Another thing occurred to me this week. As I realized that I pay outrageous local taxes and fees, I realized that I don’t really have to live here. I mean if I didn’t have to go to an office. Look, I really only like maybe 80% of the people I have to talk to day in and day out. With the Internet and the fact that I can and do write anywhere, I could push that 20% to email only. Writing is a great thing for location independence. If you are good that is, not like me and you were, you know, getting paid for words. You could travel the world, and just turn out words from anywhere. Sure sure, you would have to be here or there for a meeting or family or what not, but what a concept. I’m sure most of you have figured this one out already. I guess I just did too. Hooray.
Look, I’m an educated guy. I’ve got a Computer Science degree, an MBA, a fucking Physics minor! Why do I pound out little words in this little blog? I guess I see why my wife would pose such a simple question. Well, when she did ask last week, I should have had an answer, bam! on the spot. But i never have and answer, bam! on the fucking spot. I’m a thinker, a mumbler, a stumbler, a whisperer and a stutterer. Clumsy and seemingly stupid when talking and performing. But, I feel I’m quite eloquent when I have a minute and I can write out my answer.
My answer simply, is that I can reach that flow state, that engaged, involved state of mind where I’m relaxed and alive; that feeling you get in the middle of a great movie, where you think you know what will happen, but you’re not quite sure and if someone talks to you right now you will smack them in their stupid face. I can get there faster and more often with writing than anywhere else. Sure I get there once in a while at work still, although less and less often. I get there in music and reading often, nearly as often as writing. But those are passive, no one is going to fucking pay me to watch Sci-fi dramas all day. For that matter, very few will pay me to write. I’m no idealist, well not anymore. But at least I can reach that wonderful meditative passionate state and still have something made at the the other end of it.

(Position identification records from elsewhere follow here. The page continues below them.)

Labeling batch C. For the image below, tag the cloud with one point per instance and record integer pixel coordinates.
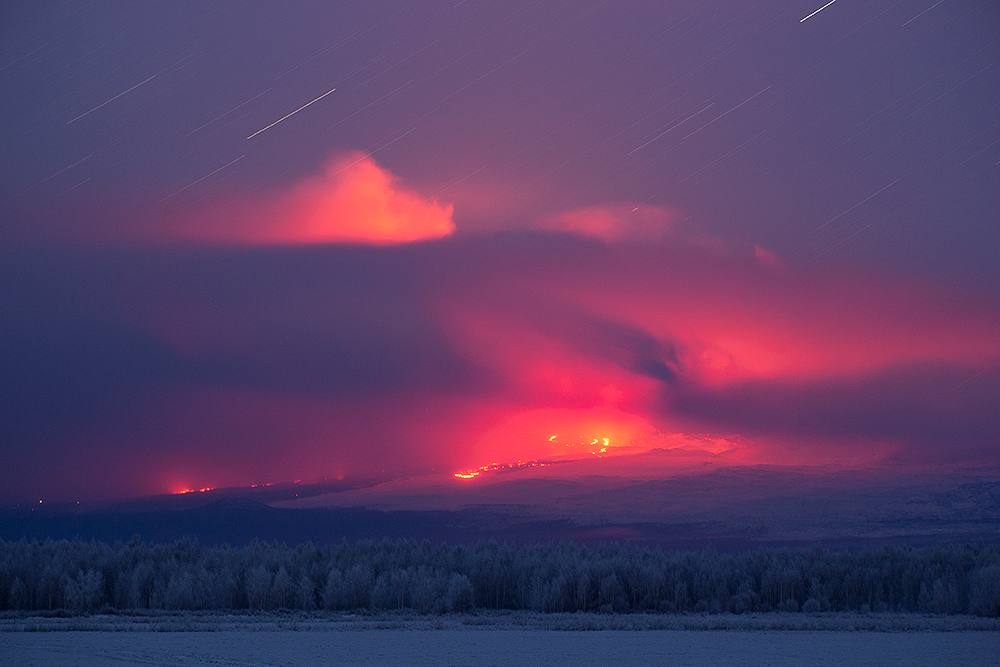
(616, 222)
(235, 362)
(353, 201)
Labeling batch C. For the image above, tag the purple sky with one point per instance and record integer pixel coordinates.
(762, 222)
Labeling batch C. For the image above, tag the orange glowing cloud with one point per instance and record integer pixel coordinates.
(354, 200)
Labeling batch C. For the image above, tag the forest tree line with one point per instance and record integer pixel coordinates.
(87, 577)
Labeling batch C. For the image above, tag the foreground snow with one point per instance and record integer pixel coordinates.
(489, 646)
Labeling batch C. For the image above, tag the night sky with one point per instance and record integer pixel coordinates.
(252, 242)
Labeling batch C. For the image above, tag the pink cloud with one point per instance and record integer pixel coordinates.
(354, 200)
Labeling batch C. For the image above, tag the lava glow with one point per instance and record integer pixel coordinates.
(517, 465)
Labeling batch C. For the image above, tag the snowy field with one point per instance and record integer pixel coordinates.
(487, 647)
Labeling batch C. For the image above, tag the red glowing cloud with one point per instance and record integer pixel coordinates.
(353, 201)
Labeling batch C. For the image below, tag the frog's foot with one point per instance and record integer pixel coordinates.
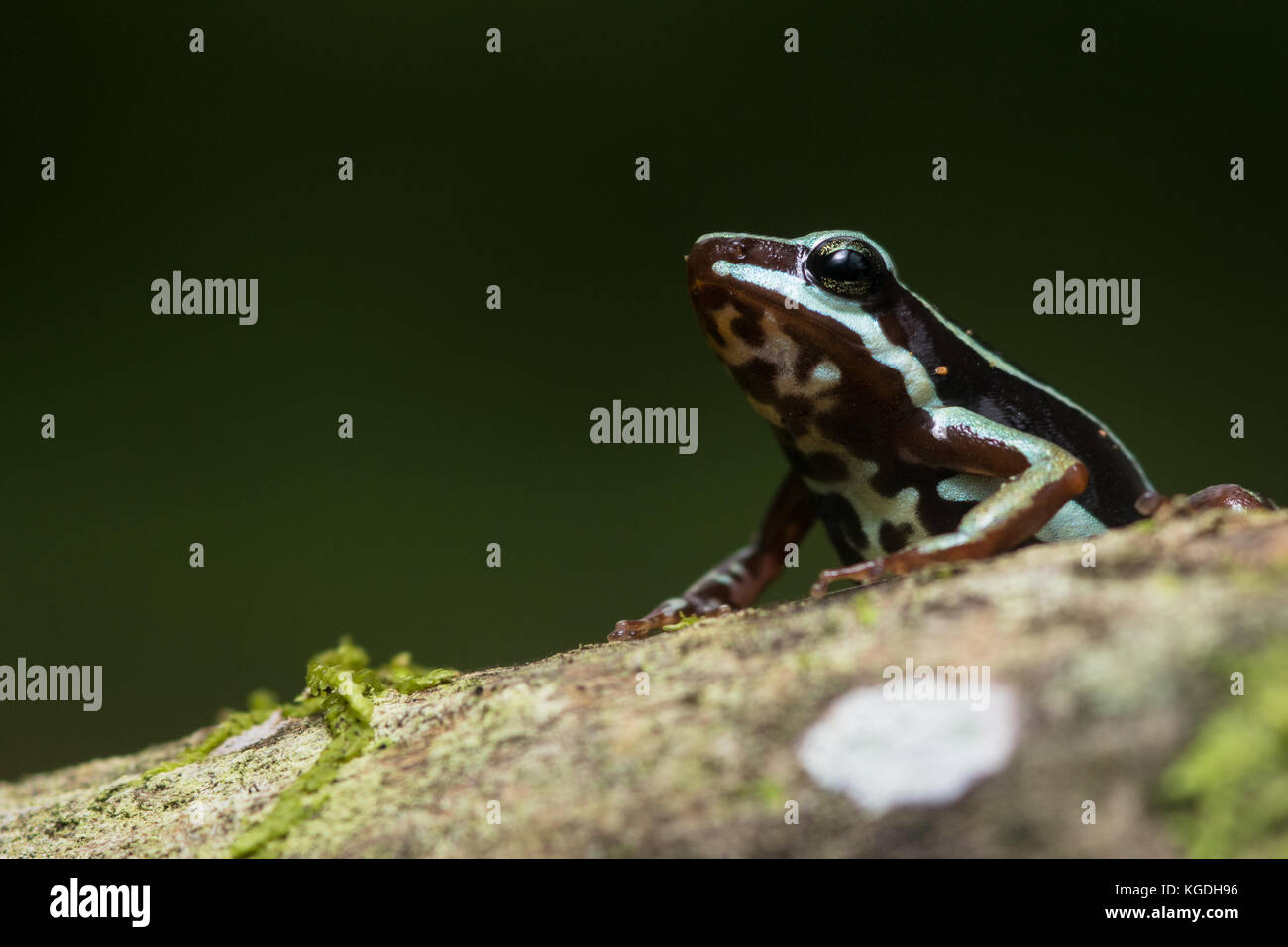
(859, 573)
(1227, 496)
(670, 612)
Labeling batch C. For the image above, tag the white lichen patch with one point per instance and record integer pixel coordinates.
(250, 736)
(884, 753)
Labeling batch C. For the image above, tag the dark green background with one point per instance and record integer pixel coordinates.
(518, 169)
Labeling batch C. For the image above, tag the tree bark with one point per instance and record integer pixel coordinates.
(1111, 729)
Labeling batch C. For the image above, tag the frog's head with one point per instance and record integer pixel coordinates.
(791, 317)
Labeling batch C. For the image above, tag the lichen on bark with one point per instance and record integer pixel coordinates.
(687, 742)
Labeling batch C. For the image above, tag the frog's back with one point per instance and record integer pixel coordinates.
(970, 375)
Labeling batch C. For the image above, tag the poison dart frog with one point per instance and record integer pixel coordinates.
(911, 441)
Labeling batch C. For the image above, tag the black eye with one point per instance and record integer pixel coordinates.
(845, 266)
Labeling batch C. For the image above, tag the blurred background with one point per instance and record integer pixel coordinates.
(472, 425)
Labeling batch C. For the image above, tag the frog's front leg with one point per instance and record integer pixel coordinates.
(739, 579)
(1039, 478)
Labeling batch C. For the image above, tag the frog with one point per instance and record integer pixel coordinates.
(911, 441)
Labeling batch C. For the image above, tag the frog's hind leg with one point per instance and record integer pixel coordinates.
(1039, 478)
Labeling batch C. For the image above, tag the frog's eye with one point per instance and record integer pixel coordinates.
(845, 266)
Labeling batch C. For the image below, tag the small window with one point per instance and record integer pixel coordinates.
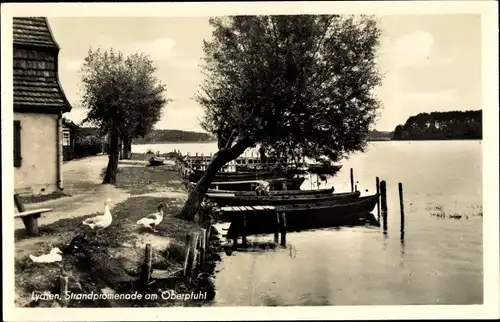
(17, 144)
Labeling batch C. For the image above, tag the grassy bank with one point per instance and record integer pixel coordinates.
(112, 258)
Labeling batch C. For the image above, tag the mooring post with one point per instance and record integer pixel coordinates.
(378, 200)
(63, 290)
(277, 228)
(283, 228)
(352, 180)
(209, 231)
(146, 266)
(190, 249)
(203, 240)
(401, 206)
(383, 202)
(244, 230)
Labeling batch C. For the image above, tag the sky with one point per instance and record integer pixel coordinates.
(430, 62)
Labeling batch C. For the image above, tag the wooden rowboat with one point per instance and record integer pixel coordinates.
(226, 200)
(246, 185)
(231, 176)
(327, 191)
(156, 160)
(300, 217)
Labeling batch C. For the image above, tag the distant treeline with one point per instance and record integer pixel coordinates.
(379, 135)
(454, 125)
(157, 136)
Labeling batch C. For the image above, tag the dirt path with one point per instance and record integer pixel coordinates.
(83, 181)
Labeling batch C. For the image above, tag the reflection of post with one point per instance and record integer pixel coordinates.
(244, 230)
(352, 180)
(283, 228)
(378, 199)
(277, 228)
(383, 203)
(401, 206)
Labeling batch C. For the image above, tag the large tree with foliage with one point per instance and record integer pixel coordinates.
(123, 98)
(304, 80)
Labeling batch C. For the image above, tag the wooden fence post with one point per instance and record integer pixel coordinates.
(352, 180)
(63, 290)
(203, 240)
(377, 180)
(383, 203)
(146, 266)
(277, 228)
(283, 228)
(401, 206)
(190, 253)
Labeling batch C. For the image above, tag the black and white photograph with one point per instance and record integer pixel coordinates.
(242, 156)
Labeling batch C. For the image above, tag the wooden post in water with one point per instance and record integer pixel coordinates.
(378, 201)
(401, 206)
(63, 290)
(190, 255)
(203, 241)
(352, 180)
(283, 228)
(244, 230)
(146, 266)
(277, 228)
(383, 202)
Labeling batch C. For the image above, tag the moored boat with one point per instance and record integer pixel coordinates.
(326, 191)
(300, 216)
(227, 200)
(156, 160)
(196, 175)
(246, 185)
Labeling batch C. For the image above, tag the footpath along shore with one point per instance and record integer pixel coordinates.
(112, 260)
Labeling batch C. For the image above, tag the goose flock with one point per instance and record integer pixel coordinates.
(100, 223)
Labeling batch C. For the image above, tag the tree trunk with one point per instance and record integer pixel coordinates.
(114, 151)
(223, 156)
(127, 147)
(262, 152)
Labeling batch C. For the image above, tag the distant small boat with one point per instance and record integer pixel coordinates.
(156, 160)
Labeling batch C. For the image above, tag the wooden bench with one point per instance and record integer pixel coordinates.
(29, 217)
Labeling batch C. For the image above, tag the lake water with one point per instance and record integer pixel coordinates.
(440, 260)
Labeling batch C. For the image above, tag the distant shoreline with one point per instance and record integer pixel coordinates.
(382, 140)
(173, 142)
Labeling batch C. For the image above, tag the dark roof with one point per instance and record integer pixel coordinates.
(33, 31)
(69, 124)
(36, 81)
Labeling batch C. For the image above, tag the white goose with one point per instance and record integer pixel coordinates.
(152, 220)
(102, 221)
(53, 256)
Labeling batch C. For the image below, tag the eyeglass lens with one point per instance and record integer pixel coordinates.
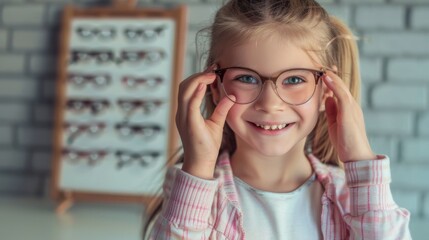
(295, 86)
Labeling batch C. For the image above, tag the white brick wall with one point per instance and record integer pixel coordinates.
(388, 17)
(394, 61)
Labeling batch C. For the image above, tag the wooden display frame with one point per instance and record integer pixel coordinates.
(65, 197)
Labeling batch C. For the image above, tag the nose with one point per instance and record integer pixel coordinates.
(269, 99)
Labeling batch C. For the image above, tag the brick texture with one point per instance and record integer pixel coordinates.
(394, 50)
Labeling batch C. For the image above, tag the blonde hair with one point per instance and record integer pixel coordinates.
(305, 23)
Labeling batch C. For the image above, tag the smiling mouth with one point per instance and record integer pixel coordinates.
(272, 127)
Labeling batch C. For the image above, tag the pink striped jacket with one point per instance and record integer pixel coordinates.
(355, 205)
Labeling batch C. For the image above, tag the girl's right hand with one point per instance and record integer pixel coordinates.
(201, 138)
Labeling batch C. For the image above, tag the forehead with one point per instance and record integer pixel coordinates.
(267, 55)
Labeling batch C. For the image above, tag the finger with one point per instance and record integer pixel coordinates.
(190, 85)
(197, 99)
(188, 89)
(222, 109)
(331, 110)
(340, 90)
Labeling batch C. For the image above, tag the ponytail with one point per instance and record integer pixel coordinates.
(342, 51)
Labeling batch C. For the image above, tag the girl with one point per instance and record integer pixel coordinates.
(282, 152)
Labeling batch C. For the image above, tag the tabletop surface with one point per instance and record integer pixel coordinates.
(36, 219)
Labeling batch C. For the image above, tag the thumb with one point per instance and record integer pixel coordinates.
(222, 109)
(331, 110)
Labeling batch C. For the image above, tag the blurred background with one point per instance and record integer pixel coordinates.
(394, 46)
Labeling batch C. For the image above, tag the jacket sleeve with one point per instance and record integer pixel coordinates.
(373, 213)
(186, 208)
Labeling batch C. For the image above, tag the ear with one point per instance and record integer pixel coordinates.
(326, 92)
(215, 90)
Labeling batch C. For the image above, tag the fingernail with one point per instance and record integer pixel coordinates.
(211, 68)
(328, 78)
(200, 87)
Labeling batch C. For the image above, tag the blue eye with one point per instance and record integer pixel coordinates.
(293, 80)
(247, 79)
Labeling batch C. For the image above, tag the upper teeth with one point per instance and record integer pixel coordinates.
(272, 127)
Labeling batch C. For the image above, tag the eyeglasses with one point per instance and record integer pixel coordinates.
(91, 156)
(76, 129)
(102, 33)
(294, 86)
(145, 34)
(125, 158)
(129, 130)
(80, 80)
(149, 81)
(94, 106)
(146, 57)
(129, 106)
(88, 56)
(101, 57)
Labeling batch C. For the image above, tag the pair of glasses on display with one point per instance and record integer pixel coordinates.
(94, 106)
(130, 106)
(127, 158)
(146, 33)
(92, 157)
(294, 86)
(147, 131)
(100, 33)
(132, 82)
(82, 80)
(130, 57)
(75, 130)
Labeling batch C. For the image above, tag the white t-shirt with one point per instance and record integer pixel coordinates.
(281, 216)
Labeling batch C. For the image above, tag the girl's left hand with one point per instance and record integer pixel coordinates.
(346, 122)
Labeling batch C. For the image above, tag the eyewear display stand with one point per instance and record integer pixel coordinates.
(118, 73)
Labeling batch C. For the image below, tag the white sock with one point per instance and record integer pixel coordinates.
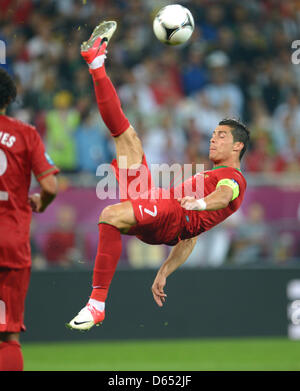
(99, 305)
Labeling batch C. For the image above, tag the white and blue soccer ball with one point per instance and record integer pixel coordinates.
(173, 24)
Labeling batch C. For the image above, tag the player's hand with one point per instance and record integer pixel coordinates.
(158, 290)
(35, 202)
(189, 203)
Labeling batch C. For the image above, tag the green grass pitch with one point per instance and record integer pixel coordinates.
(256, 354)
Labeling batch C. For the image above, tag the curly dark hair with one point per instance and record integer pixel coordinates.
(8, 90)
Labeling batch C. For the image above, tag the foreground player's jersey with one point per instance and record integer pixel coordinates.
(197, 222)
(21, 152)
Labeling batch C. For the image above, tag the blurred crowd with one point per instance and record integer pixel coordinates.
(238, 63)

Also when you write, you can do anything. If you can describe it and communicate it. You build it in the readers mind. And if you are good, they see what you see and it’s not just wonderful, it’s expansive, it’s anything, everything. You find peace writing and you provide peace for someone reading. what could be more wonderful, what better product of service could you provide than a fucking flow state? Even if it’s just for a moment.
Seems to me that if I can do all that, then why would I do anything else?